Beyond Release: Access Considerations for Generative AI Systems
This work addresses the gap in understanding access tradeoffs for stakeholders in AI system deployment, though it is incremental as it builds on existing release frameworks.
The paper tackles the problem that release decisions for generative AI systems do not address practical access considerations, which affect risks and benefits, by deconstructing access into resourcing, technical usability, and utility variables and applying this framework to compare four high-performance language models.

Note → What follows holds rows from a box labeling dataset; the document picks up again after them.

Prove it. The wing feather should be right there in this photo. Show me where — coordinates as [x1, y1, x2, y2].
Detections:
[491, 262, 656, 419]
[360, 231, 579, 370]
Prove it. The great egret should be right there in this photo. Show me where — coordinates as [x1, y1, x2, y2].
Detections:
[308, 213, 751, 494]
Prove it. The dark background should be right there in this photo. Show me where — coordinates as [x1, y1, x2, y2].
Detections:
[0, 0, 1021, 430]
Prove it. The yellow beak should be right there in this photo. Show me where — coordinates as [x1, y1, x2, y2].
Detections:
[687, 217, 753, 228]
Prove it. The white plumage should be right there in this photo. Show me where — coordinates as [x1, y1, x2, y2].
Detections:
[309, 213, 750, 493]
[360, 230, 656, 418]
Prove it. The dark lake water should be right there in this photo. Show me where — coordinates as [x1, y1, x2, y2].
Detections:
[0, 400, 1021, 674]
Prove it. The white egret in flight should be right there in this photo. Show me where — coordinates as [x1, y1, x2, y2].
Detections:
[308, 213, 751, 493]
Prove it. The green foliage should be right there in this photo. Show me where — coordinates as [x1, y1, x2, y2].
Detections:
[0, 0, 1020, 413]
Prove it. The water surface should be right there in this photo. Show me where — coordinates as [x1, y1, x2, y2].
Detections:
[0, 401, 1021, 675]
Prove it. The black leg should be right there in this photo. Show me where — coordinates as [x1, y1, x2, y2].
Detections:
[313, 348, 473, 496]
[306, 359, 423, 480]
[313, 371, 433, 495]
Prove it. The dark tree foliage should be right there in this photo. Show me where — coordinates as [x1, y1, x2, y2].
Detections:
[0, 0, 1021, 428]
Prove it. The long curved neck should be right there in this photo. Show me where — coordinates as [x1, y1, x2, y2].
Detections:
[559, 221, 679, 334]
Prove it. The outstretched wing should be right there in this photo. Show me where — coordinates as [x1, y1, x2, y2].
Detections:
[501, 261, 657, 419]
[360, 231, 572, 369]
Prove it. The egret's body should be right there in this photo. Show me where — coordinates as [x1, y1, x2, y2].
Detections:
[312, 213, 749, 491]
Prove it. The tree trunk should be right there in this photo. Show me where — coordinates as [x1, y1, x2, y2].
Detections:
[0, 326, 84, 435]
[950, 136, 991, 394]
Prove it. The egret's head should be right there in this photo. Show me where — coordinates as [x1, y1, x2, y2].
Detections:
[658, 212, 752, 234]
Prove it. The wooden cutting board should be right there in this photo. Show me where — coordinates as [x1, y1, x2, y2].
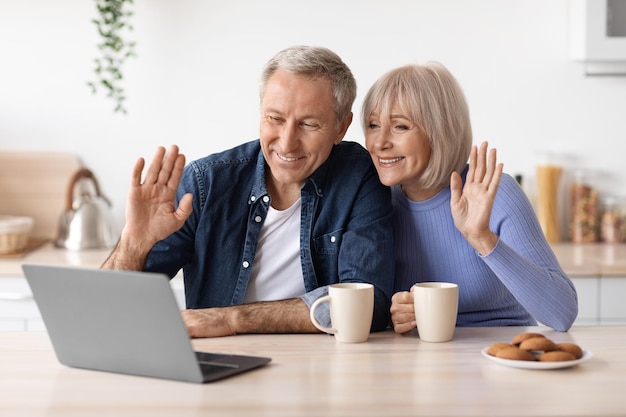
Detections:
[0, 150, 82, 241]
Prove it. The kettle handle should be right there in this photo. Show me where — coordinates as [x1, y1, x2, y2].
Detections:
[65, 168, 111, 211]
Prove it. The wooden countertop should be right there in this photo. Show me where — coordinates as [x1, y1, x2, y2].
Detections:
[551, 242, 626, 277]
[0, 326, 626, 417]
[0, 242, 111, 278]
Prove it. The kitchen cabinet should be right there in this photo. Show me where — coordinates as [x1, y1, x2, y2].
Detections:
[599, 276, 626, 324]
[572, 277, 600, 325]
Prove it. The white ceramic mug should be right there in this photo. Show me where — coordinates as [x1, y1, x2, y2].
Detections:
[310, 282, 374, 343]
[411, 282, 459, 342]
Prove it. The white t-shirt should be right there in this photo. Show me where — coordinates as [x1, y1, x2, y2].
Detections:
[244, 199, 305, 303]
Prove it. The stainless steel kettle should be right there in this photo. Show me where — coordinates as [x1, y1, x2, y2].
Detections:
[55, 168, 117, 250]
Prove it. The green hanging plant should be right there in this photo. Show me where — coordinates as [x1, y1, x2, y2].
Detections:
[87, 0, 136, 113]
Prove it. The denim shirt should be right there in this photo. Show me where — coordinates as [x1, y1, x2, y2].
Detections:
[144, 139, 394, 331]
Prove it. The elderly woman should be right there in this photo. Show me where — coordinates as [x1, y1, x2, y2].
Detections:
[362, 62, 578, 333]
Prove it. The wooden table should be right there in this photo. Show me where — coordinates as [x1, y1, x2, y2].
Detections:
[0, 326, 626, 417]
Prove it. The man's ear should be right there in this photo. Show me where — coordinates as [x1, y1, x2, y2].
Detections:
[335, 112, 353, 145]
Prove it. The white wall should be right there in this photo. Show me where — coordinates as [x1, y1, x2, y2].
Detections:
[0, 0, 626, 231]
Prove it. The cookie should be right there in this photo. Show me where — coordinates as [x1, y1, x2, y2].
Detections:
[511, 332, 545, 346]
[487, 342, 513, 356]
[495, 346, 535, 361]
[537, 350, 576, 362]
[555, 343, 583, 359]
[519, 336, 556, 352]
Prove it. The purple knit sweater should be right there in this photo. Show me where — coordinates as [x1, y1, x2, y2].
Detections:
[392, 174, 578, 331]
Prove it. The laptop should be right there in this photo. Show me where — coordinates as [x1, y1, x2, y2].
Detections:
[22, 264, 271, 383]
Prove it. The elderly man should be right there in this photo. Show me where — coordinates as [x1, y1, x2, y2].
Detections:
[102, 46, 394, 337]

Generative AI release decisions determine whether system components are made available, but release does not address many other elements that change how users and stakeholders are able to engage with a system. Beyond release, access to system components informs potential risks and benefits. Access refers to practical needs, infrastructurally, technically, and societally, in order to use available components in some way. We deconstruct access along three axes: resourcing, technical usability, and utility. Within each category, a set of variables per system component clarify tradeoffs. For example, resourcing requires access to computing infrastructure to serve model weights. We also compare the accessibility of four high performance language models, two open-weight and two closed-weight, showing similar considerations for all based instead on access variables. Access variables set the foundation for being able to scale or increase access to users; we examine the scale of access and how scale affects ability to manage and intervene on risks. This framework better encompasses the landscape and risk-benefit tradeoffs of system releases to inform system release decisions, research, and policy.